Chondroid lipomas are rare variants of lipomas that usually occur in young and middle-aged adults, with a female predominance. These lipomas typically present as slow-growing, painless masses in the proximal extremities and limb girdles (1). Chondroid lipomas may also exhibit ossification or calcification (21–23). MRI usually reveals a heterogeneous signal intensity on T1-weighted sequences and a variable heterogeneous high signal intensity on T2-weighted sequences (22). Histologically, chondroid lipomas are composed of strands and nests of round cells and mature adipocytes in a myxochondroid matrix. A reciprocal translocation, t(11;16)(q13;p13), resulting in a C11orf95-MKL2 fusion gene, is highly specific for a chondroid lipoma (24).

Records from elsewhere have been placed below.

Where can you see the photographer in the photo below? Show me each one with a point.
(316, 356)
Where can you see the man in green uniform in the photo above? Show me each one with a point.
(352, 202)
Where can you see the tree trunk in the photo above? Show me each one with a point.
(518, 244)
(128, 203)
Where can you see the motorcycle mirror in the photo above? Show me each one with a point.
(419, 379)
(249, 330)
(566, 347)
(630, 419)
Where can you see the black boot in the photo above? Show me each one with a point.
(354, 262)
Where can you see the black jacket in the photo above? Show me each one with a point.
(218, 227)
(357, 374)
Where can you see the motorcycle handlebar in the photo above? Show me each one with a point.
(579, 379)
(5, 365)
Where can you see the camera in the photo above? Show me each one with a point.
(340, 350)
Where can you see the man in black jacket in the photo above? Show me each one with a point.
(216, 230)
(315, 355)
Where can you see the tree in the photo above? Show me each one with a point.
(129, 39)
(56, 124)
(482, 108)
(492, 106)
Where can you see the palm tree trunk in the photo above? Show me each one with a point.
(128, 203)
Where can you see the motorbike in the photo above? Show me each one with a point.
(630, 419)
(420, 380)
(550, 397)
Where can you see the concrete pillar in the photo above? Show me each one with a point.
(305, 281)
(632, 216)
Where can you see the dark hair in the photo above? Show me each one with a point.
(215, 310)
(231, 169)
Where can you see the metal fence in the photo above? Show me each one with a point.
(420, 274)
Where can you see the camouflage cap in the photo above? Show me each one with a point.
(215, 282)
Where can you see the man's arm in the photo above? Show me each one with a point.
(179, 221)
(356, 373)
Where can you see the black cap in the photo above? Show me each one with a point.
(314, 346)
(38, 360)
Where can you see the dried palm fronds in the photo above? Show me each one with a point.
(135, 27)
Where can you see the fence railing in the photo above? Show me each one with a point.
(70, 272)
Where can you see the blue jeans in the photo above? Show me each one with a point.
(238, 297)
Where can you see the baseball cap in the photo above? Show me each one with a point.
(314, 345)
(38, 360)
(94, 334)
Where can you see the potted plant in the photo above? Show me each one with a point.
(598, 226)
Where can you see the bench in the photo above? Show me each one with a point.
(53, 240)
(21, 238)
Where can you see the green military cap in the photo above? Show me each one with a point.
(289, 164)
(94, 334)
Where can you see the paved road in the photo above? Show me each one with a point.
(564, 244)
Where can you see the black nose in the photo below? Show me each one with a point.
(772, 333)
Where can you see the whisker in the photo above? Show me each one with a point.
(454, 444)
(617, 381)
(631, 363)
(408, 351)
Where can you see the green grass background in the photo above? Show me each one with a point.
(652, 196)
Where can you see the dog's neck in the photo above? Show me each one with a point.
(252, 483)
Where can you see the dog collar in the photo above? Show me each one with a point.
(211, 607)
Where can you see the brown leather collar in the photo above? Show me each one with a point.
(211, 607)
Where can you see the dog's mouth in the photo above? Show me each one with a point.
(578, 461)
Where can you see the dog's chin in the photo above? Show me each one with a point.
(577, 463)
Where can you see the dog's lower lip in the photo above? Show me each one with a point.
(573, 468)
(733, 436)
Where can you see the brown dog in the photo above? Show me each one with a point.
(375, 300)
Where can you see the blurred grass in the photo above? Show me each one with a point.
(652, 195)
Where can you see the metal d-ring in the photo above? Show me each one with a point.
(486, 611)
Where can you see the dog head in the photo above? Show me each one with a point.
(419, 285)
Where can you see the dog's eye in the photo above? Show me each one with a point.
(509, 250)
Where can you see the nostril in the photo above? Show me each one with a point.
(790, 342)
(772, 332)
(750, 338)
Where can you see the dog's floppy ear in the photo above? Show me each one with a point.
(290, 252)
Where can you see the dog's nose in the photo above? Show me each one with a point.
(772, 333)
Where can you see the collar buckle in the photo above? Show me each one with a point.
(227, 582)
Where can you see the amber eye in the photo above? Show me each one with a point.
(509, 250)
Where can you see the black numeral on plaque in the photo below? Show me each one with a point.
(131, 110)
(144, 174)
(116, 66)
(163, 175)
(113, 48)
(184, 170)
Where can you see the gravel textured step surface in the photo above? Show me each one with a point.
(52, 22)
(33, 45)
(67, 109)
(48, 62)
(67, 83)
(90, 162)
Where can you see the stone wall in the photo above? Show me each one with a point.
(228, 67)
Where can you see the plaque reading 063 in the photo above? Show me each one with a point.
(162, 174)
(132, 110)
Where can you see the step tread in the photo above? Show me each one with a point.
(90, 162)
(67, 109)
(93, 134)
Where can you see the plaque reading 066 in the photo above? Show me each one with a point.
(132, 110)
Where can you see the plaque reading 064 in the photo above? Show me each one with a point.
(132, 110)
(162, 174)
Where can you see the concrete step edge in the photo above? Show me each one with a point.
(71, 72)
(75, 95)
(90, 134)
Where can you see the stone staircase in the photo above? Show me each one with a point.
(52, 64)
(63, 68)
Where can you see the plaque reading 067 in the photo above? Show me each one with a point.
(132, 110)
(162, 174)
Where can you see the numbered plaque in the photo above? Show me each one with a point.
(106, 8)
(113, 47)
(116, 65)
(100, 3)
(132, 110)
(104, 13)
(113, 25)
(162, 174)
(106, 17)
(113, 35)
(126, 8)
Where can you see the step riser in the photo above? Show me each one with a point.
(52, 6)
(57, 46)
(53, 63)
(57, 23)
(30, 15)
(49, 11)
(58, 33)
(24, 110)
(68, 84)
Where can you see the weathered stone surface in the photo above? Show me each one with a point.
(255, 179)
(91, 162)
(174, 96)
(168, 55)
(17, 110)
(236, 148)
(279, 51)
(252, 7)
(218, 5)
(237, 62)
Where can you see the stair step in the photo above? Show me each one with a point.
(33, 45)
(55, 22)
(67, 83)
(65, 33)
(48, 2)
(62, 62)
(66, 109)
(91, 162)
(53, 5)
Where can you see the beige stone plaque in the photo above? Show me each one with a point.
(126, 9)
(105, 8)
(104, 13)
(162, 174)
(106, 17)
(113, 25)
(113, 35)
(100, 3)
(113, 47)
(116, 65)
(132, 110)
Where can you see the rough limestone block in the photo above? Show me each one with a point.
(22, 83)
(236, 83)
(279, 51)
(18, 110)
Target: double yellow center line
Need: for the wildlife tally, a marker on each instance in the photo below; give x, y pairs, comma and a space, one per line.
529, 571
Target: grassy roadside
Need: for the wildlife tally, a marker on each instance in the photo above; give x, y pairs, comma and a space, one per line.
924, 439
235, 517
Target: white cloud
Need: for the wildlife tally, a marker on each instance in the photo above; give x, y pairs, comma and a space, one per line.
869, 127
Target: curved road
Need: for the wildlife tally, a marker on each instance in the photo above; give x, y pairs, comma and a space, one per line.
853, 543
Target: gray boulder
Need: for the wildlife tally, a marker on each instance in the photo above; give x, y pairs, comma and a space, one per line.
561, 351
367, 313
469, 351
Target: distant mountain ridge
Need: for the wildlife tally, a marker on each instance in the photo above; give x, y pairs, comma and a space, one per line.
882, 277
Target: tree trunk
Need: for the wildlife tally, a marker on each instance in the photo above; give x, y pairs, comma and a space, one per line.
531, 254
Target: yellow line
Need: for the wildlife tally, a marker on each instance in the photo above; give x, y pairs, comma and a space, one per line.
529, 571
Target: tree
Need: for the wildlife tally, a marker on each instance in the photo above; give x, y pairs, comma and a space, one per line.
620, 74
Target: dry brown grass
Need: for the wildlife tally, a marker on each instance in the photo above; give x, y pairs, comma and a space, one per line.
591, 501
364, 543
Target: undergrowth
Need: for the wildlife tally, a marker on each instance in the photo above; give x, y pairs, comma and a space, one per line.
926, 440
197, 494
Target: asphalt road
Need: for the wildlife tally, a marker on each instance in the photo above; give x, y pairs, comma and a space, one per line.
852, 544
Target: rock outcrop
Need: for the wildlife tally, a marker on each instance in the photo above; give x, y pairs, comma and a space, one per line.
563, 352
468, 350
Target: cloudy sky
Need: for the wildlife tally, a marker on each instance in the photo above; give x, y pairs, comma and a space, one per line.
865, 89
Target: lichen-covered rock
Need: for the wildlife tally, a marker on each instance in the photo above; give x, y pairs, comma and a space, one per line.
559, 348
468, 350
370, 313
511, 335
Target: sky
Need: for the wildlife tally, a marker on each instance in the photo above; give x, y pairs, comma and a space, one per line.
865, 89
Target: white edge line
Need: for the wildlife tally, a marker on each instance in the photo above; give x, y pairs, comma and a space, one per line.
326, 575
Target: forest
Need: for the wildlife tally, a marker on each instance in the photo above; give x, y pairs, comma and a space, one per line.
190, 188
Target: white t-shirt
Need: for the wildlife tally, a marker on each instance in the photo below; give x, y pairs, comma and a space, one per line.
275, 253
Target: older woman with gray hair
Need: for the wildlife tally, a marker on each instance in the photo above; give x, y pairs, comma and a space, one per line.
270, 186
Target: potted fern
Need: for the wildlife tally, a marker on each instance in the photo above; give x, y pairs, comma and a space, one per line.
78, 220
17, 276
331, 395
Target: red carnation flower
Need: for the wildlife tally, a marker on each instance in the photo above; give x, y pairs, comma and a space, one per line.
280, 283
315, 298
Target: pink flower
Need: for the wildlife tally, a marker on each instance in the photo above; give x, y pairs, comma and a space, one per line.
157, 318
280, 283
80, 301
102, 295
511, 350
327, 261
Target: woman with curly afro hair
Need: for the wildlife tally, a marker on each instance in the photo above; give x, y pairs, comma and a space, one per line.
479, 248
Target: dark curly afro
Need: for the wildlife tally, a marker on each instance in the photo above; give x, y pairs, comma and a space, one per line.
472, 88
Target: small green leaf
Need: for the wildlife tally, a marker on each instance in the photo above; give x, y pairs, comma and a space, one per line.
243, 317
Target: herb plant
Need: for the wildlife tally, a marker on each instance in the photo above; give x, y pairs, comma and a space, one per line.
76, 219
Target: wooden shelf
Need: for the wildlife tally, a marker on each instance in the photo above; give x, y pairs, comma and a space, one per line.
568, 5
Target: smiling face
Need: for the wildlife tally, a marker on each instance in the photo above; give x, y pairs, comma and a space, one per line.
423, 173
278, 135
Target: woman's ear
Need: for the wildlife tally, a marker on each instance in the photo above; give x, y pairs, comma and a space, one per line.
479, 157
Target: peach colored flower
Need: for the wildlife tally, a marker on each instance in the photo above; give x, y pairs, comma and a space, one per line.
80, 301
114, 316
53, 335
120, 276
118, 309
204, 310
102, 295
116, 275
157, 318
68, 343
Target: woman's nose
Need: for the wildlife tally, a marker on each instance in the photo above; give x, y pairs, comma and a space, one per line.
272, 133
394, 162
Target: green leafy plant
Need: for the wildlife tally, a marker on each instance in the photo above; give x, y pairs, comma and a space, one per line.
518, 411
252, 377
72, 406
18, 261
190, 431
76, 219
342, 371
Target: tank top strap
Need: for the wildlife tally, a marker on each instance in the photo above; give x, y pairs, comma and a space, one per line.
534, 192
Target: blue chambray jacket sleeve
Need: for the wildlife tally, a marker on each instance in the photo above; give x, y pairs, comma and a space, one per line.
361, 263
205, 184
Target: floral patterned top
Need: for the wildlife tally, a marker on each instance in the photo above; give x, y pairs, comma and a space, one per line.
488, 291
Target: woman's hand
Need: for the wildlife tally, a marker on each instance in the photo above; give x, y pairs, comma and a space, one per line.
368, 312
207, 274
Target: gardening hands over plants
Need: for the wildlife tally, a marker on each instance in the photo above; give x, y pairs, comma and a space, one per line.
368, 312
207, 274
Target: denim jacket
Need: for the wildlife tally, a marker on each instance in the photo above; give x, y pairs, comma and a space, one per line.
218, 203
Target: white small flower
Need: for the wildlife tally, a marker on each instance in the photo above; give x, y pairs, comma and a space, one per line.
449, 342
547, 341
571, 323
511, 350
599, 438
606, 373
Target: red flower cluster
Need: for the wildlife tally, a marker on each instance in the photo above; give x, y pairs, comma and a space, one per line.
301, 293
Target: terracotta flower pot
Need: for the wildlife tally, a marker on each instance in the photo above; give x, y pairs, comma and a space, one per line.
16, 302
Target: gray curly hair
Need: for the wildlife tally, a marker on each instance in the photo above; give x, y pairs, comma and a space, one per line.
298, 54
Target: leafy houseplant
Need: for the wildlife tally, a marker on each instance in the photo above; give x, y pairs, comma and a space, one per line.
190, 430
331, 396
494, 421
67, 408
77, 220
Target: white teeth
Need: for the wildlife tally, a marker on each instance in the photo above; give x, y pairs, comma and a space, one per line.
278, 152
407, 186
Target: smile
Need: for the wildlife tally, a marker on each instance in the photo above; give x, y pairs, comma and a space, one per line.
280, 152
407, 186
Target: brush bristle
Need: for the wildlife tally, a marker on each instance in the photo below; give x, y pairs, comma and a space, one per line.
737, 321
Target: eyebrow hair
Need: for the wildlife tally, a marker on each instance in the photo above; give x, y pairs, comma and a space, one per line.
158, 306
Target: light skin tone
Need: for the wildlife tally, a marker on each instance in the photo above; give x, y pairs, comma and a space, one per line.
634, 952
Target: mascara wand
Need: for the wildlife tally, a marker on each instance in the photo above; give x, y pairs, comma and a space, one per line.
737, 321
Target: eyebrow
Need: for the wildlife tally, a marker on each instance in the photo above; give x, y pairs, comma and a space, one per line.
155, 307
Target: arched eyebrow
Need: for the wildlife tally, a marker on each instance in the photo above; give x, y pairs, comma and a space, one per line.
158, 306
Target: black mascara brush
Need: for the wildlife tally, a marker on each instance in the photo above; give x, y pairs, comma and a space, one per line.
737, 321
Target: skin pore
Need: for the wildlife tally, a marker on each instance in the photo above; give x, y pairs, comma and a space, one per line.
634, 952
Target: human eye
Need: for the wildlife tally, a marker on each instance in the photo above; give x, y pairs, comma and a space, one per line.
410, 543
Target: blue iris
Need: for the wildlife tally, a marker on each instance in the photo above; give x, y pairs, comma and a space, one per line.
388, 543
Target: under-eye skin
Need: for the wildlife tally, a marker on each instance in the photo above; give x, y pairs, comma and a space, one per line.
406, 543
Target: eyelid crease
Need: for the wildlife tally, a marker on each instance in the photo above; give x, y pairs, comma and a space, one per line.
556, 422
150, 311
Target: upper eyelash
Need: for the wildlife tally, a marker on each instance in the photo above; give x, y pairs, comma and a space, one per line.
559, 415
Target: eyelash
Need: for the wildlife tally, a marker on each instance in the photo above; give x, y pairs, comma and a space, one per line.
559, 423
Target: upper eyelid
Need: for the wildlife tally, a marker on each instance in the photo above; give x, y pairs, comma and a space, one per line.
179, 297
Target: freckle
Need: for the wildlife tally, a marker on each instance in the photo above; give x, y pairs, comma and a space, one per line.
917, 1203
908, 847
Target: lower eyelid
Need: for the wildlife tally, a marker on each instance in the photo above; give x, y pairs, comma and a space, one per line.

Well-differentiated liposarcomas are the most common form of liposarcoma that are encountered in late adult life. The condition typically presents as a slow-growing, painless mass in the lower extremities, particularly the thigh. The presence of ossification within a well-differentiated liposarcoma is a rare occurrence (25). MRI usually shows a largely lipomatous mass representing >75% of the lesion and non-adipose components in a thick septa (>2 mm) of irregular aspect or nodular foci (11). Histologically, a well-differentiated liposarcoma predominantly consists of mature adipocytes with a variable number of spindle-shaped cells with hyperchromatic nuclei and multivacuolated lipoblasts. Cytogenetically, a well-differentiated liposarcoma is characterized by the presence of a supernumerary ring and giant marker chromosomes (1).
In summary, the imaging features of an osteochondrolipoma with a clinicopathological correlation have been described. Clinicians should consider osteochondrolipoma as a possible diagnosis for a well-defined, calcified/ossified, subcutaneous mass in the scapular region.
Acknowledgements
This study was supported in part by the Ogata Foundation and the Foundation for the Promotion of Medical Science.